Three quarters of home helps say they are simply too rushed to do their jobs properly, according to the survey by public sector union Unison.
Almost two thirds of case workers said they have just 15 minutes to help people eat, drink, get washed and go to the toilet – despite government pledges to end the scandal.
And nine out of 10 of those questioned said they did not have time to chat, even though the person they looked after may not see anyone else that day.
Nine out of 10 of those questioned said they did not have time to chat, even though the person they looked after may not see anyone else that day
The union’s survey of 1,000 workers found that three quarters feared they were compromising the dignity of those in their care because they were pressured to fit in too many visits.
The care workers help pensioners suffering from dementia, strokes, Parkinson’s, or with learning disabilities.
Unison general secretary Dave Prentis said: ‘Care workers and those they look after are suffering because standards are routinely being breached.
‘Care staff try to do their best within a system that increasingly prioritises quotas over compassion. Elderly and disabled people are ending up lonely, without dignity and with their care needs unmet.
‘Care workers and the vulnerable people they look after will continue to be failed by a flawed system unless the government acts.’
Unison’s report, Making Visits Matter, highlights the ongoing crisis in England’ s broken care system.
Earlier this month the Mail revealed that regulators are called in to deal with four complaints about care firms every day.
The Care Quality Commission launched 1,512 enforcement actions against care homes and companies which provide home helps in 2016/17 – 68 per cent up on the previous 12 months.
The watchdog dealt with complaints about unsafe care, residents not being treated with dignity and poor staffing levels. Other issues included lack of food or water and ‘abuse and improper treatment’.
Campaigners are demanding extra cash to prop up England’s care system.

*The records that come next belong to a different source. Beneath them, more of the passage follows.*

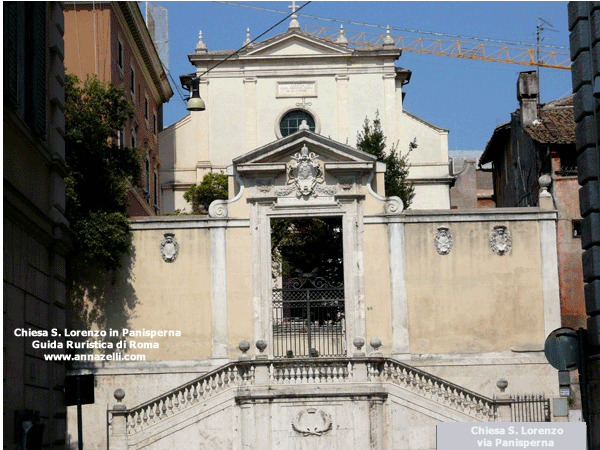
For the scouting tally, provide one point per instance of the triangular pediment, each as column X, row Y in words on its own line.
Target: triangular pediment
column 328, row 151
column 297, row 43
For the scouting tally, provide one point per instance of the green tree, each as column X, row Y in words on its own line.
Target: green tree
column 98, row 171
column 372, row 140
column 213, row 187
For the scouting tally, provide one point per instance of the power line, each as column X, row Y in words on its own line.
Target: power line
column 407, row 30
column 256, row 38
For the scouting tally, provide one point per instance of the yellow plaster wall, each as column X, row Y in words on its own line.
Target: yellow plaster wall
column 377, row 285
column 173, row 296
column 239, row 288
column 473, row 300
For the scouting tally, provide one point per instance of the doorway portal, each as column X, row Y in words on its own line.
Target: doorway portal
column 308, row 287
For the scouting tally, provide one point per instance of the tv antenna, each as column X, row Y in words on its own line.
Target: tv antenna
column 543, row 25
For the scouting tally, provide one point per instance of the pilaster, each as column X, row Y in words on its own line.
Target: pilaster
column 218, row 291
column 398, row 292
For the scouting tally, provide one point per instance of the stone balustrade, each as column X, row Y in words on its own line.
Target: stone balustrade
column 261, row 371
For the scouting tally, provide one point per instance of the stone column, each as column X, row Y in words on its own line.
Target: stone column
column 550, row 285
column 389, row 94
column 218, row 281
column 398, row 293
column 354, row 271
column 118, row 435
column 247, row 424
column 250, row 114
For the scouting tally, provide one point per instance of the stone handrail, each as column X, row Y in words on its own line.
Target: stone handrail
column 388, row 370
column 233, row 374
column 297, row 371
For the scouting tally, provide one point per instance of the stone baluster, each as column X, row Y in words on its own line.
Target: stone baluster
column 360, row 366
column 503, row 402
column 118, row 437
column 262, row 369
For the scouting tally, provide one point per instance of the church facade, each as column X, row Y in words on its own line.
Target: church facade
column 436, row 310
column 267, row 89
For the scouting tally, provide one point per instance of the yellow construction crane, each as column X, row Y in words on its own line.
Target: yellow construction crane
column 452, row 47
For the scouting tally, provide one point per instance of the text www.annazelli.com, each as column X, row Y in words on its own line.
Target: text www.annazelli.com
column 94, row 357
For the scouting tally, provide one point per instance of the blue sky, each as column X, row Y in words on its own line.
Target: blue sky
column 470, row 98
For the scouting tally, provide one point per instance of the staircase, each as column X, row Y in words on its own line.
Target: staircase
column 150, row 424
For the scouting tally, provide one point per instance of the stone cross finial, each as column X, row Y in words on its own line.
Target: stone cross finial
column 201, row 46
column 341, row 39
column 502, row 384
column 248, row 40
column 294, row 24
column 119, row 394
column 388, row 40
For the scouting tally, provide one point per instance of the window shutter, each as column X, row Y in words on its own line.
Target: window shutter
column 10, row 53
column 39, row 68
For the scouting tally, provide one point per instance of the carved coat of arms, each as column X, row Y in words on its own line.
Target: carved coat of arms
column 169, row 247
column 312, row 422
column 500, row 240
column 305, row 172
column 443, row 240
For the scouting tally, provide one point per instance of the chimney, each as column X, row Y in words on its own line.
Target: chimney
column 528, row 90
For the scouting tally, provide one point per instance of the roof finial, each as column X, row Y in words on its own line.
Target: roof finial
column 248, row 40
column 294, row 24
column 388, row 40
column 201, row 46
column 341, row 39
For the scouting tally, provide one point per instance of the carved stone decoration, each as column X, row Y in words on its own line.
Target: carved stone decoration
column 346, row 183
column 312, row 422
column 263, row 185
column 443, row 240
column 500, row 240
column 169, row 247
column 305, row 173
column 282, row 192
column 327, row 190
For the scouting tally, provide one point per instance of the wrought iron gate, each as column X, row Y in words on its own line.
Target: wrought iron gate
column 308, row 318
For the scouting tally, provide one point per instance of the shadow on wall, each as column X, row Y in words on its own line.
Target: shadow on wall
column 101, row 300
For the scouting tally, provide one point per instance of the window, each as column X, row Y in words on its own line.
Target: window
column 147, row 190
column 121, row 138
column 576, row 226
column 291, row 121
column 156, row 202
column 132, row 84
column 120, row 54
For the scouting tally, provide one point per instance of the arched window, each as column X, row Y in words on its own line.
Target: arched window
column 291, row 121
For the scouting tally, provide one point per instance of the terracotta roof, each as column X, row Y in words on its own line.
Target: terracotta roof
column 555, row 124
column 424, row 122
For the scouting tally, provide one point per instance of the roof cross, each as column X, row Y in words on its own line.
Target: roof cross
column 303, row 104
column 294, row 24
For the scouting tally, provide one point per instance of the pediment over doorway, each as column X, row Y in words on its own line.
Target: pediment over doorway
column 305, row 166
column 307, row 169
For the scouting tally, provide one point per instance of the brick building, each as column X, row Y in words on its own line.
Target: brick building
column 110, row 39
column 36, row 233
column 540, row 139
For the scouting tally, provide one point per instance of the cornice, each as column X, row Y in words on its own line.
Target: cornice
column 131, row 16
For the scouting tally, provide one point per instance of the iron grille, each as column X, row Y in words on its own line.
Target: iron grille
column 308, row 318
column 529, row 408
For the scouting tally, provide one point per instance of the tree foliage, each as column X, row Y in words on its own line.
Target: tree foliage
column 308, row 245
column 372, row 140
column 213, row 187
column 98, row 171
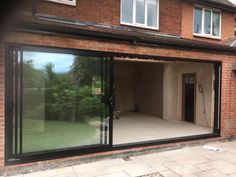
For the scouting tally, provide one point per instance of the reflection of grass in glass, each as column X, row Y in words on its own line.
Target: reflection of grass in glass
column 40, row 135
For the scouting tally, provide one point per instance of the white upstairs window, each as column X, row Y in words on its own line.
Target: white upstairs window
column 207, row 22
column 140, row 13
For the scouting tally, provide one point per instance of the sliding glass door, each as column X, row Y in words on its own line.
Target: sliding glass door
column 59, row 100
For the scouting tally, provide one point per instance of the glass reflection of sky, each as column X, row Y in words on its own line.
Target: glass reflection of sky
column 62, row 62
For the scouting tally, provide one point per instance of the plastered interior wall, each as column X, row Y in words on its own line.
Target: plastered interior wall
column 172, row 101
column 124, row 86
column 140, row 84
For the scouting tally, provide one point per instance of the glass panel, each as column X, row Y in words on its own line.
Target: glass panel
column 216, row 24
column 62, row 101
column 152, row 13
column 127, row 11
column 198, row 20
column 207, row 20
column 140, row 11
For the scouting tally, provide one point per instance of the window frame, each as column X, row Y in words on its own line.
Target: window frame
column 134, row 24
column 67, row 2
column 212, row 10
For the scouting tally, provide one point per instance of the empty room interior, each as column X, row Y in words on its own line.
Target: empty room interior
column 156, row 100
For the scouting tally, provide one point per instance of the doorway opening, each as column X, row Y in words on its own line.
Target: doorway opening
column 189, row 89
column 159, row 100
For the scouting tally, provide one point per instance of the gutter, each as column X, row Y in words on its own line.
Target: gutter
column 215, row 5
column 69, row 29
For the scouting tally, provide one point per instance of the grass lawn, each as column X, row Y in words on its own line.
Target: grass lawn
column 40, row 135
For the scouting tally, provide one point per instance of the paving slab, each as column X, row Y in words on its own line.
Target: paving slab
column 186, row 162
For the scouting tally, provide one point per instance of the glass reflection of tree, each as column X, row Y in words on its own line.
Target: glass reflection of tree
column 70, row 96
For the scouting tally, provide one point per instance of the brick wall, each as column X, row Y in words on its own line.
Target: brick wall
column 2, row 110
column 108, row 12
column 228, row 112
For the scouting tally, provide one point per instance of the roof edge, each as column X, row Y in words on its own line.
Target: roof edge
column 215, row 5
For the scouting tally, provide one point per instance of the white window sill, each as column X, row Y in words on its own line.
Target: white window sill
column 139, row 26
column 206, row 36
column 64, row 2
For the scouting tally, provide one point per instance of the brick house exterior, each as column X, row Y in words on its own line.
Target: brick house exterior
column 175, row 19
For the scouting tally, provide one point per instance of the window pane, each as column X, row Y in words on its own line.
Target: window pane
column 140, row 11
column 127, row 11
column 198, row 20
column 152, row 13
column 207, row 24
column 216, row 24
column 62, row 101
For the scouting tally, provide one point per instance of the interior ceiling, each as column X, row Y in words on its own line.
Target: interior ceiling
column 150, row 60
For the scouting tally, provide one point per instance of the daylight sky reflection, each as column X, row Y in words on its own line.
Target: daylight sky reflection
column 62, row 62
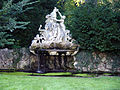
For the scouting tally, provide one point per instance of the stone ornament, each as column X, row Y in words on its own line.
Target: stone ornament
column 55, row 35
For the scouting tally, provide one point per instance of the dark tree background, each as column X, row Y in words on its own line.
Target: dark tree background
column 95, row 24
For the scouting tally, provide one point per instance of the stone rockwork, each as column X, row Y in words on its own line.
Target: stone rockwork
column 22, row 59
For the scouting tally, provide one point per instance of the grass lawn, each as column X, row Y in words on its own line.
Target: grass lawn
column 20, row 81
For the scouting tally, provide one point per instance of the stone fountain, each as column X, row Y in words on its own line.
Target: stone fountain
column 54, row 39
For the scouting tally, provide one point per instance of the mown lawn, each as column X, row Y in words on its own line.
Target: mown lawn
column 11, row 81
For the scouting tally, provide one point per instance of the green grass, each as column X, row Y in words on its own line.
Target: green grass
column 19, row 81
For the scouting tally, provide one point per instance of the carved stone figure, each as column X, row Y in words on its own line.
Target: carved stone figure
column 54, row 35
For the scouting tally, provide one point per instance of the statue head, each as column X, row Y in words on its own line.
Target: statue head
column 63, row 17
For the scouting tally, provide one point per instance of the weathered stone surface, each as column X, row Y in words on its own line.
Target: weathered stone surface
column 22, row 59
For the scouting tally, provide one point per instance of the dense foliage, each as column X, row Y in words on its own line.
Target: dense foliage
column 93, row 23
column 9, row 20
column 96, row 27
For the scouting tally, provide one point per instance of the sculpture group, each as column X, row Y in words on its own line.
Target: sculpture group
column 55, row 35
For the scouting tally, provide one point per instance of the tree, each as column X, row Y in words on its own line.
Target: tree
column 96, row 28
column 9, row 21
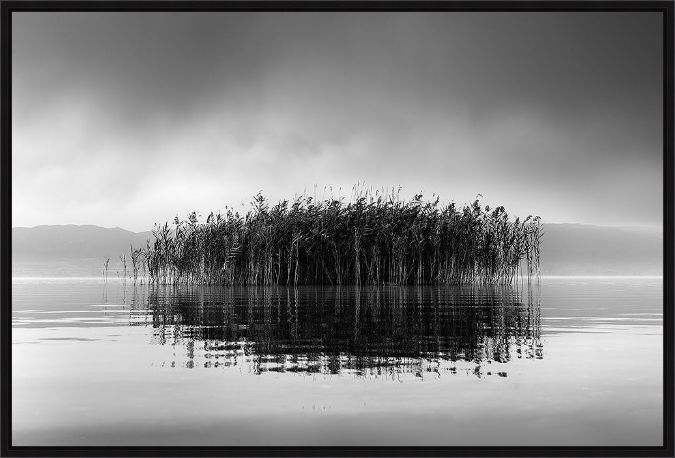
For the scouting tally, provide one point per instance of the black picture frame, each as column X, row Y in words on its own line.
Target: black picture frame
column 666, row 8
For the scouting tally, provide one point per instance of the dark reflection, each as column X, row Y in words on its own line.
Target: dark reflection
column 363, row 331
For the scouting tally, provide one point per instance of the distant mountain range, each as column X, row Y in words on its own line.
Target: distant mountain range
column 567, row 249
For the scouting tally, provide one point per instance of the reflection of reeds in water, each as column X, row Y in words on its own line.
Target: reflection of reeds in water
column 375, row 239
column 370, row 330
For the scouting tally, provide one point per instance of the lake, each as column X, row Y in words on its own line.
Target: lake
column 574, row 362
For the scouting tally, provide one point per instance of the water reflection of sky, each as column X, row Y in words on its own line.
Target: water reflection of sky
column 578, row 363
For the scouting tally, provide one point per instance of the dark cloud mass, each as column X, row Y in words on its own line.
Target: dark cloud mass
column 124, row 119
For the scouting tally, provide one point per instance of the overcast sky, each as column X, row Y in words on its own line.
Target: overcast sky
column 126, row 119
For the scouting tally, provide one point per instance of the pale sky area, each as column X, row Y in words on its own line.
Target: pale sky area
column 127, row 119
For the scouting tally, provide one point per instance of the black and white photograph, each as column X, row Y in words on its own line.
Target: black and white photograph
column 338, row 228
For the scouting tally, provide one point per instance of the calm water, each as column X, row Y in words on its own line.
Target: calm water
column 577, row 361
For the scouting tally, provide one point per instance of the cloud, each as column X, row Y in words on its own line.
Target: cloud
column 124, row 119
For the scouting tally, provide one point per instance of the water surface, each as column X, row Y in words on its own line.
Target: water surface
column 576, row 361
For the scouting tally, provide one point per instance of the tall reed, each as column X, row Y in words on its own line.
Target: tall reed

Last year ministers took urgent action to allow town halls to raise council tax to avert a meltdown.
Anyone with savings must meet the full cost of the care they receive – no matter how substandard.
The Tories have failed to honour a 2015 manifesto promise to cap the maximum bill at £75,000 and during the last election campaign Theresa May indicated the pledge could be scrapped.
Unison’s survey found that just over half of the care workers it questioned were on zero-hours contracts
Unison’s survey found that just over half of the care workers it questioned were on zero-hours contracts and almost two in three said they were not paid for the time they spent travelling between visits.
Some 63 per cent of respondents said they got just 15 minutes to help with personal tasks such as eating and drinking, or taking a shower.
The majority (89 per cent) of home care workers do not have time for a short chat even though the person they look after may not see anyone else that day, according to the survey.
Earlier this month a separate survey revealed that one in four care workers believe the service they provide for the most vulnerable in society is no longer ‘fair or safe’.
And many town halls are effectively breaking the law by slashing home helps and other services, according to a damning survey by the Care and Support Alliance and Community Care magazine.